Two straight parallel wires, both carrying `10` ampere in the same direction attract each other with a force of `1xx10^(-3)N`. If both currents are doubled, the force of attraction will be

To solve the problem, we will use the formula for the force between two parallel current-carrying wires.

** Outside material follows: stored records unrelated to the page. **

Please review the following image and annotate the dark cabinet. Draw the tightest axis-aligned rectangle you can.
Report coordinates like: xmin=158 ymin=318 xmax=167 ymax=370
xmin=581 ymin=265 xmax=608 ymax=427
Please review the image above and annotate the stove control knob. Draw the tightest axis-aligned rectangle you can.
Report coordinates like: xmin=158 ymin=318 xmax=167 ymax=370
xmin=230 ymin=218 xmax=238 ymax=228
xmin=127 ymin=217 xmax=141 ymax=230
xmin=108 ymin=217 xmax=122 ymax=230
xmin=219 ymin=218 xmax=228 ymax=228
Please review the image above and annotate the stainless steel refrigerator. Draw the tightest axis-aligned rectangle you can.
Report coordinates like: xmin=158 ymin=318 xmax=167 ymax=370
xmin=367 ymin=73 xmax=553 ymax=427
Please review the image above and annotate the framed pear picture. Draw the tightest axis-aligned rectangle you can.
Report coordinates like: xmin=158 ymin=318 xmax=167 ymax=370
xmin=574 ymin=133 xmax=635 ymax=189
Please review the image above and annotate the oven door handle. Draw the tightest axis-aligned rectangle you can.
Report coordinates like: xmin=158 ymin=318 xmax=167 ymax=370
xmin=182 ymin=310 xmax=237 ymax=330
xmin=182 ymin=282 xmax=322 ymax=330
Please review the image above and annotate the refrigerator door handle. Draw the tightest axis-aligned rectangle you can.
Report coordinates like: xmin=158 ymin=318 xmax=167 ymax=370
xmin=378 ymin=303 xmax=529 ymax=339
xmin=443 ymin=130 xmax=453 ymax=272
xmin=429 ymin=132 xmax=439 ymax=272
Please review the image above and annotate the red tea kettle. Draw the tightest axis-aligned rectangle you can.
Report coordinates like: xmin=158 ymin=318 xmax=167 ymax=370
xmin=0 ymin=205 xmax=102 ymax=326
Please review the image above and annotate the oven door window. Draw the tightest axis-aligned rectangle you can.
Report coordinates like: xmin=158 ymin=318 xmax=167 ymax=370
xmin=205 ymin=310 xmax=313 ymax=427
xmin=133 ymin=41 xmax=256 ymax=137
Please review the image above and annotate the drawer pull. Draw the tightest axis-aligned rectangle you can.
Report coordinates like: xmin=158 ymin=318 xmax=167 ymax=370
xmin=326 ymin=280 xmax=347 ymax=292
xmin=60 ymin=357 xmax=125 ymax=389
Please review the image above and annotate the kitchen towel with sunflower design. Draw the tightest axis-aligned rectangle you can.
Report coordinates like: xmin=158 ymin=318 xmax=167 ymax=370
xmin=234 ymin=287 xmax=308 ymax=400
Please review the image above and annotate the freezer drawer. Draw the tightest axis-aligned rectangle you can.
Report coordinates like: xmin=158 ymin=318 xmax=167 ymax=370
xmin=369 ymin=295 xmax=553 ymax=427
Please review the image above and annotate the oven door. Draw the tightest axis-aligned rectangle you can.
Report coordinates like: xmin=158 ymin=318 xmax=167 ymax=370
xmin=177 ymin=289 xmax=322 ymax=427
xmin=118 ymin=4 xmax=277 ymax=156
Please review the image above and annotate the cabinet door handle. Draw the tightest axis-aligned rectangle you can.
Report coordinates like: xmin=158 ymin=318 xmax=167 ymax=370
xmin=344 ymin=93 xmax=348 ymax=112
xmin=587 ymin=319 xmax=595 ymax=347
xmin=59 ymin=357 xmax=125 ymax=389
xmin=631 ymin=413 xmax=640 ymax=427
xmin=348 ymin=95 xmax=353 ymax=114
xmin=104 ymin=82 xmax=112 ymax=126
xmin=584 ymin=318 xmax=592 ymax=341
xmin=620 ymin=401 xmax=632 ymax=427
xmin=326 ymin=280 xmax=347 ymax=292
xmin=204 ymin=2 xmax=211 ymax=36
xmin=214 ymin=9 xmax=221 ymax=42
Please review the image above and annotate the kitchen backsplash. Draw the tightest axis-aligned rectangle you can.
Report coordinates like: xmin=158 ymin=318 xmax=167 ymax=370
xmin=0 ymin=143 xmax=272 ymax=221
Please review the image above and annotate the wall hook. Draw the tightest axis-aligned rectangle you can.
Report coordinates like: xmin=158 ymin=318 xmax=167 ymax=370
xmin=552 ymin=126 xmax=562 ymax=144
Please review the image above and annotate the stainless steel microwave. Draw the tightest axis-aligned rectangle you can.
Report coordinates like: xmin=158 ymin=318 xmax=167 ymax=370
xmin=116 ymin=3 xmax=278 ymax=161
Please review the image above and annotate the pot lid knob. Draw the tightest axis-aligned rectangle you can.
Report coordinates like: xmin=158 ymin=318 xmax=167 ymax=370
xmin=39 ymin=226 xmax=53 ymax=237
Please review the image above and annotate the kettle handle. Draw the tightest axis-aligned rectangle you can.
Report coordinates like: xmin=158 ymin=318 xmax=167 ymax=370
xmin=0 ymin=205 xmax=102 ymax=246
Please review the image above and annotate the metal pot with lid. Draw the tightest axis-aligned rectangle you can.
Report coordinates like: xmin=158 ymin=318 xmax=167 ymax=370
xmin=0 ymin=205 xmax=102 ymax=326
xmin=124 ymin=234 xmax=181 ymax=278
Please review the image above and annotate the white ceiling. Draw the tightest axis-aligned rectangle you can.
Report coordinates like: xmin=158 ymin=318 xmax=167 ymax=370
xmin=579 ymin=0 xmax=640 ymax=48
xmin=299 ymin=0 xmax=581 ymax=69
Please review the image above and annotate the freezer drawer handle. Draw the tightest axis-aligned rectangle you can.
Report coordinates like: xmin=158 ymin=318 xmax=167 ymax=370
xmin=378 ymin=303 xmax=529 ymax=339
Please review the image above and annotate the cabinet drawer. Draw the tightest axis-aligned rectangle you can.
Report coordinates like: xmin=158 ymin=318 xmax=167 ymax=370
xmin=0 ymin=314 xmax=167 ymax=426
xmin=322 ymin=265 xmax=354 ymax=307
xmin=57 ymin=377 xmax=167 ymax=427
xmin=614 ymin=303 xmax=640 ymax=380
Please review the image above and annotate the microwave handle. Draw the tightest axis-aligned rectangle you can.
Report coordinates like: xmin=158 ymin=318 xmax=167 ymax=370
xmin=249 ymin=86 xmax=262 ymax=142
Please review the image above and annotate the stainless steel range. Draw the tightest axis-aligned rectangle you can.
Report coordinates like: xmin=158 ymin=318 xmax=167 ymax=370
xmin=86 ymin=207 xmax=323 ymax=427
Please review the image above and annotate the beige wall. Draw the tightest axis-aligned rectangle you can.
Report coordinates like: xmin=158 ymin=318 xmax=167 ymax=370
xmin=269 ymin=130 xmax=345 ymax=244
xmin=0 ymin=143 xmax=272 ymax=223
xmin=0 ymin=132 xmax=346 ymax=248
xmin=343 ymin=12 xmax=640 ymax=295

The force \( F \) between two parallel wires carrying currents \( I_1 \) and \( I_2 \) separated by a distance \( r \) is given by: \[ F = \frac{{\mu_0 I_1 I_2 L}}{{2 \pi r}} \] Where: - \( F \) is the force between the wires, - \( \mu_0 \) is the permeability of free space, - \( I_1 \) and \( I_2 \) are the currents in the wires, - \( L \) is the length of the wires, - \( r \) is the distance between the wires. ### Step-by-Step Solution: 1. **Identify the initial values:** - Given that both wires carry a current of \( I_1 = I_2 = 10 \, \text{A} \). - The initial force \( F \) is \( 1 \times 10^{-3} \, \text{N} \). 2. **Determine the effect of doubling the currents:** - If both currents are doubled, then: \[ I_1' = 2 \times I_1 = 2 \times 10 \, \text{A} = 20 \, \text{A} \] \[ I_2' = 2 \times I_2 = 2 \times 10 \, \text{A} = 20 \, \text{A} \] 3. **Substitute the new currents into the force equation:** - The new force \( F' \) can be calculated as: \[ F' = \frac{{\mu_0 I_1' I_2' L}}{{2 \pi r}} = \frac{{\mu_0 (20)(20) L}}{{2 \pi r}} \] 4. **Relate the new force to the original force:** - Since the original force was: \[ F = \frac{{\mu_0 (10)(10) L}}{{2 \pi r}} = \frac{{\mu_0 (100) L}}{{2 \pi r}} \] - The new force can be expressed in terms of the original force: \[ F' = \frac{{\mu_0 (20)(20) L}}{{2 \pi r}} = \frac{{\mu_0 (400) L}}{{2 \pi r}} = 4 \times \frac{{\mu_0 (100) L}}{{2 \pi r}} = 4F \] 5. **Calculate the new force:** - Since \( F = 1 \times 10^{-3} \, \text{N} \): \[ F' = 4 \times (1 \times 10^{-3}) = 4 \times 10^{-3} \, \text{N} \] ### Final Answer: The new force of attraction when both currents are doubled is \( 4 \times 10^{-3} \, \text{N} \).